By Goddy Egene
Prospects of Oando Plc’s shareholders receiving dividend soon have brightened as the indigenous energy group has bounced back into profitability for the first quarter (Q1) ended March 31, 2016.
The company ended December 31, 2015 with a loss of N49.689 billion, which is a reduction from the loss of N145.655 billion recorded in 2014. Oando improved its performance to a profit after tax of N4.1 billion in Q1 of 2016, as against a loss of N20.912 billion in the corresponding period of 2015.
According to the audited results made available last Friday, the company ended 2015 with a revenue of N381.7 billion, down by 10 per cent from N425.7 billion in 2014. It posted a loss of N49.7 billion compared with N145.655 billion in 2014.
The company said the results were delayed due to an exhaustive audit process overseen by external auditors, Ernst & Young, with approvals from the Securities and Exchange Commission (SEC) and the Financial Reporting Council (FRC).
Commenting on the full year results, Group Chief Executive, Oando Plc, Mr.
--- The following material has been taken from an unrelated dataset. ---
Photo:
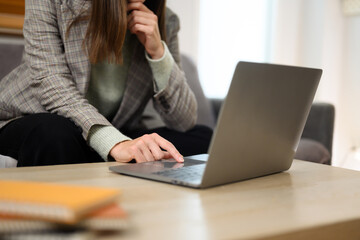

Wale Tinubu, said: “2015 remained a turbulent year for the global oil and gas industry as traditional energy business operations had to be altered to enable industry players survive this new reality, utilising cost optimisation systems, increased operational efficiency as well as downscaled capex budgets. This re-evaluation of our business has resulted in the execution of strategic initiatives, which we are confident will return our business to profitability in the short-term in 2016. As the global economy returns to normalcy, we remain committed in our drive to building platforms for long term sustained value creating businesses.”
He said in spite of the numerous challenges, Oando made significant achievements across the value chain in 2015.
According to him, Oando Energy Resource (OER) increased its total production to 20 million barrels of oil equivalent (mmboe) in the period compared with 9.1 mmboe in 2014.
“The increase between the annual periods was primarily from the acquisition of OMLs 60 – 63 in H2 2014, as well as the commencement of production from the Qua-Iboe field in Q1 2015. OER also successfully realised a cash inflow of $234 million by resetting its crude oil hedge from the previously hedged average of $95.35 per barrel to a new price of $65.00 per barrel on 10,615bbls/day till July 2017 and an additional 1,553 bbls/day until January 2019. The proceeds of the hedge reset along with cash in hand were used to pay down substantial portion of the company’s debt,” he said.
> Tinubu declared that in December 2015, Oando Gas & Power (OGP) had completed 87 per cent of the Greater Lagos Phase 4 pipeline project which runs from Ijora to Bonny Camp in Lagos State.
“The Midstream subsidiary also commenced an 8.5km pipeline expansion project for the Central Horizon Gas Company, to increase CHGC’s capacity to 70mmscf/day. Oando Downstream successfully concluded tie-ins to third party terminals via a 2km Horizontal Directional Drilled pipeline. The jetty will alleviate delays associated with product delivery into the Apapa, reduce long term cost of operations, as well as provide possible revenue streams from excess capacity. In 2015, the marketing arm completed upgrading of its LPG plants, the Apapa LPG plant capacity was upgraded from 15mt/day to 30mt/day, representing a 100 per cent increment, while the Benin plant was upgraded to include the best in industry safety standards,” he said.
Meanwhile, commenting on the return of the company into profitability in Q1 of 2016, Tinubu said: “This Q1 of 2016 demonstrates our dedication to return our business to profitability by the end of the 2016. We have implemented constructive corporate initiatives which are driving forces for our business in this new global reality of economic restraint and lower oil prices in our industry. The successful and ongoing implementation of these initiatives reiterates our strategy of growth, deleverage and a return to profitability by the end of 2016.
“As a group, we have placed our focus on growing our upstream higher margined business while still holding fundamental interests in the midstream and downstream sectors. We look forward to a rewarding year, where we solidify our aspirations and return to profitability.”
According to him, as oil prices gradually increased, Oando commenced 2016 with a reinvigorated strategy hinged on key corporate initiatives to drive the company back to profitability and ensure fiscal efficacy.
“To optimise its balance sheet, the company focused on aggressive debt reduction and recapitalisation. The Group successfully restructured its existing debt through a N94.6 billion Medium Term Note with a local consortium with lower interest rates and a renewed five-year tenor. Its upstream subsidiary, OER, completed its 2015 year-end summary of reserves recording a six per cent growth in 2P net reserves from 420.3 mmboe to 445.3 mmboe. The increase is attributed to the recognition of reserves related with producible oil and gas volumes; 2C Resources also increased by 70 per cent from 122mmboe to 208mmboe,” he said.